The forwards were sporadic in their collective threat and the backs are a result of turning the national set-up into a learning school for coaches when it should be a finishing school.
The Boks escaped an embarrassment against a side that should never have pushed them that close. Don’t gloss over the vulnerability of this Irish side.
Analysis is that much easier in a winning effort, so take comfort from the fact the Boks won but be blunt and brutal as to what was missing in the victory.
The Boks, tactically, have looked poor in the two Tests and as many questions must be asked of the coaching staff as there must be of the players who started in Cape Town and Johannesburg.
The Boks will improve if there is honesty about the performance and the honesty has to be that the standard set in the first two Tests of Allister Coetzee’s tenure has not been good enough to inspire confidence that the Boks in 2016 will challenge New Zealand in the Rugby Championship and continue their dominance over England at Twickenham later this year.
Frankly, Coetzee and his Boks have inspired little comfort this month.
England’s investment in Eddie Jones is evidence of the influence of a world-class coach.

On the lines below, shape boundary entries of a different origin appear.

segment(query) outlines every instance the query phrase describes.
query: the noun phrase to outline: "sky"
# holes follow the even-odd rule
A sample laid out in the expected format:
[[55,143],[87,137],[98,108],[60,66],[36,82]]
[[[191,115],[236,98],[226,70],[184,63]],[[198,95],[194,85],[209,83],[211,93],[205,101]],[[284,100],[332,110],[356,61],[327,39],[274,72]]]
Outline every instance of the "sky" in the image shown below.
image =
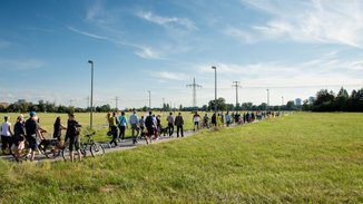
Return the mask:
[[[0,101],[286,104],[363,87],[361,0],[0,1]],[[118,98],[116,100],[116,98]],[[117,101],[117,103],[116,103]]]

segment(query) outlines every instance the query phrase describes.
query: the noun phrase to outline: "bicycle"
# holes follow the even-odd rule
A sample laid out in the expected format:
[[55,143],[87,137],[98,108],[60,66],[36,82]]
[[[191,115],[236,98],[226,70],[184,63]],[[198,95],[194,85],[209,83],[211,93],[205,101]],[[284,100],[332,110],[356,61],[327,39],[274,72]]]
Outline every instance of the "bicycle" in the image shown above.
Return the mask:
[[[38,150],[36,150],[39,154],[46,155],[47,158],[52,158],[53,157],[53,149],[55,146],[58,144],[56,138],[51,139],[41,139],[41,142],[38,145]],[[20,149],[19,153],[19,158],[18,159],[24,159],[29,153],[29,142],[24,139],[23,142],[23,148]],[[17,149],[12,152],[12,156],[17,159]]]
[[[86,135],[87,140],[84,143],[80,143],[80,154],[82,154],[84,157],[87,156],[87,150],[89,150],[92,155],[92,157],[96,156],[104,156],[105,155],[105,148],[102,145],[100,145],[99,143],[96,143],[92,138],[92,135],[95,135],[96,133],[91,133],[89,135]],[[89,147],[89,149],[88,149]],[[77,155],[78,152],[73,150],[73,154]],[[65,161],[69,161],[70,159],[70,150],[69,150],[69,145],[66,145],[63,147],[63,149],[61,150],[61,155],[63,157]]]

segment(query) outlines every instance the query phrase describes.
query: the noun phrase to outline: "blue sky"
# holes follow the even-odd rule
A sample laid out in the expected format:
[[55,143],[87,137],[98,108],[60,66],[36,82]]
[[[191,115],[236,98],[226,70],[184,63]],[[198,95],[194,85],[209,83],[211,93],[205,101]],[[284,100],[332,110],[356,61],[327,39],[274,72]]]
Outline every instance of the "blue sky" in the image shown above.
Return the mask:
[[0,101],[86,107],[279,105],[363,87],[363,1],[11,0],[0,2]]

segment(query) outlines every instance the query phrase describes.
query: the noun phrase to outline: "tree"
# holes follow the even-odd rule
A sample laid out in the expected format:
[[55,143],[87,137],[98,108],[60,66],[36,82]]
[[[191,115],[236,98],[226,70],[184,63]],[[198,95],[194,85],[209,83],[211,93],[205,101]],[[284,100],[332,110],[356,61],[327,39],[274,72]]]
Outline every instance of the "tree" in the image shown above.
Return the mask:
[[287,110],[296,110],[296,106],[295,106],[295,103],[294,100],[288,100],[287,104],[286,104],[286,109]]
[[[215,100],[209,100],[208,103],[208,109],[210,110],[215,110]],[[226,110],[227,109],[227,105],[226,105],[226,100],[223,97],[219,97],[217,99],[217,110]]]
[[341,90],[337,93],[335,98],[336,108],[341,111],[347,110],[347,100],[350,98],[350,95],[347,91],[342,87]]

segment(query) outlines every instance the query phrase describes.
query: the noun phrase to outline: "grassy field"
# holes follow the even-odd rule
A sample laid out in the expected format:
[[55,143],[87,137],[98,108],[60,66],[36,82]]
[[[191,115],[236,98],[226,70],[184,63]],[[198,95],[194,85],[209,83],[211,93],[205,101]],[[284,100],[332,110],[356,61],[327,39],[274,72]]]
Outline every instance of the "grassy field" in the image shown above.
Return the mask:
[[[175,111],[173,113],[173,116],[175,117],[178,113]],[[199,113],[200,116],[204,116],[205,113]],[[0,118],[3,119],[3,116],[10,116],[10,122],[12,125],[16,124],[16,119],[19,116],[19,114],[0,114]],[[67,126],[67,119],[68,115],[67,114],[48,114],[48,113],[37,113],[38,117],[40,118],[40,126],[45,128],[47,133],[47,137],[52,137],[53,133],[53,124],[56,118],[59,116],[61,118],[61,122],[65,126]],[[131,113],[126,113],[127,119]],[[140,118],[141,116],[147,116],[148,113],[137,113],[138,117]],[[167,126],[166,118],[168,116],[168,113],[155,113],[155,115],[160,115],[161,116],[161,125],[164,127]],[[212,117],[212,113],[208,113],[209,118]],[[184,117],[185,120],[185,130],[193,129],[193,114],[192,113],[182,113],[182,116]],[[24,114],[24,117],[28,118],[28,114]],[[76,118],[77,120],[84,126],[84,132],[82,134],[89,134],[89,113],[76,113]],[[2,120],[1,120],[2,123]],[[129,125],[129,124],[128,124]],[[106,114],[105,113],[94,113],[94,130],[96,132],[95,139],[98,142],[109,142],[110,137],[106,136],[106,133],[108,130],[107,124],[106,124]],[[65,135],[66,132],[63,132],[62,135]],[[126,129],[126,137],[131,137],[131,128]]]
[[293,114],[81,163],[0,161],[1,203],[363,203],[363,114]]

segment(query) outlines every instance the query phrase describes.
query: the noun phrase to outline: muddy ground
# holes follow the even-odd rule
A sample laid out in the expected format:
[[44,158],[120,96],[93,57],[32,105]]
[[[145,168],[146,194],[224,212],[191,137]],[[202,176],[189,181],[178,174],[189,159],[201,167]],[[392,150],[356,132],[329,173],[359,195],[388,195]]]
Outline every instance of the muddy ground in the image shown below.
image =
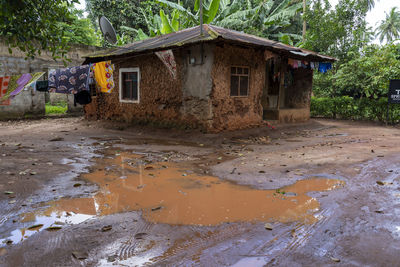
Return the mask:
[[400,131],[0,122],[0,266],[398,266]]

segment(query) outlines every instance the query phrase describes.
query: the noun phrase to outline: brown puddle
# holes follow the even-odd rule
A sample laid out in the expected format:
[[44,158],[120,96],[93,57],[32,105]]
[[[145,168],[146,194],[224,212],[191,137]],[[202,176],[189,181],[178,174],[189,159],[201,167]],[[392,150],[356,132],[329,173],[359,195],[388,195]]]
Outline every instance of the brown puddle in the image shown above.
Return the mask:
[[[142,211],[154,223],[216,225],[224,222],[279,221],[313,223],[319,209],[307,192],[332,190],[344,185],[336,179],[307,179],[280,190],[258,190],[249,186],[201,176],[182,163],[152,163],[136,166],[141,156],[123,153],[103,159],[102,166],[83,177],[99,185],[93,198],[61,199],[48,203],[34,217],[70,215],[109,215]],[[58,215],[57,215],[58,214]],[[73,217],[73,216],[71,216]],[[91,217],[91,216],[89,216]]]

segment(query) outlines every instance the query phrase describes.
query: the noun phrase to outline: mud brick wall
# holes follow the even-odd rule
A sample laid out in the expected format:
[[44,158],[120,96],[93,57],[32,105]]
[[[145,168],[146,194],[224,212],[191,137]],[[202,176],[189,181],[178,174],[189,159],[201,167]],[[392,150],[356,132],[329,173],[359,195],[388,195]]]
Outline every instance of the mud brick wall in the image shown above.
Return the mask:
[[[177,61],[177,78],[174,80],[168,69],[154,54],[112,61],[115,65],[115,88],[111,94],[99,94],[85,106],[87,118],[125,122],[171,124],[179,122],[182,105],[182,60],[174,51]],[[139,68],[139,103],[119,101],[119,69]]]
[[293,84],[286,88],[285,107],[310,108],[313,70],[298,68],[293,71]]
[[[231,66],[250,67],[250,86],[246,97],[230,96]],[[262,123],[261,96],[265,80],[262,50],[218,44],[212,70],[212,131],[236,130]]]
[[[212,125],[210,95],[214,44],[199,44],[183,50],[183,103],[181,114],[186,121],[204,129]],[[203,57],[203,60],[202,60]],[[192,60],[192,63],[190,63]],[[193,63],[194,62],[194,63]]]

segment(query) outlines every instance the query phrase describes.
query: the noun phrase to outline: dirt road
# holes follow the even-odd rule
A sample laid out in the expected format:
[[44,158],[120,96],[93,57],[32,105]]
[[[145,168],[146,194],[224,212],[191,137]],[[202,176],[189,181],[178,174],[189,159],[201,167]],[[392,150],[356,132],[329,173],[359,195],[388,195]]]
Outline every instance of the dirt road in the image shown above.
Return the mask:
[[0,122],[0,266],[398,266],[400,131]]

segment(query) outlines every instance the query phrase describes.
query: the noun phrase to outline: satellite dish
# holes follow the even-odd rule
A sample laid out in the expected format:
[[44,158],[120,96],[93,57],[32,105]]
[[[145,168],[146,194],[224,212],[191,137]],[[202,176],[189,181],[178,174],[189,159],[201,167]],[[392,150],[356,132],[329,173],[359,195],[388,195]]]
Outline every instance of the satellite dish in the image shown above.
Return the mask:
[[111,44],[117,42],[117,35],[111,22],[104,16],[99,18],[100,30],[103,33],[104,39]]

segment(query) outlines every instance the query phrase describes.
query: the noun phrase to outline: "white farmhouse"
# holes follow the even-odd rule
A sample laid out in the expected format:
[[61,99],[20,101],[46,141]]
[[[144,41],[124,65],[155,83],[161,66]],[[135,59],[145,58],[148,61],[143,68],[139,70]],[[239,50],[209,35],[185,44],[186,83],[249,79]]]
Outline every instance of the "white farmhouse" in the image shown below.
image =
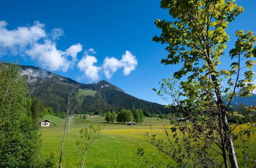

Coetzee and his inexperienced support staff have been found wanting against a depleted Ireland, whose second-string players just weren’t good enough to turn the screws at Ellis Park.
The Boks looked impotent in a first 40 when emotion and the backlash of Newlands should have made for an irresistible cocktail that bludgeoned Ireland.
This is Ireland we are talking about – a weakened Ireland. This is an Irish team who struggled in the Six Nations.
Hopefully Port Elizabeth will bring a Bok performance with a hint of cohesion, where plays and combinations reveal some sort of game plan.
Hopefully!
The series decider has to deliver a Bok performance characterised by set-piece control and dominance from the outset. There has to be evidence of a game plan. To ask for anything less is to accept mediocrity.
Come on, this is a home series and no Bok team should be looking this ordinary against northern hemisphere opposition.
Strauss, as captain, has to lead from the charge in Port Elizabeth. It’s a huge Test for him. At least it should be.
A team is defined through its leadership and there simply hasn’t been anything to suggest this is the leadership that will be the making of an inspiring Boks’ four-year cycle to the 2019 World Cup.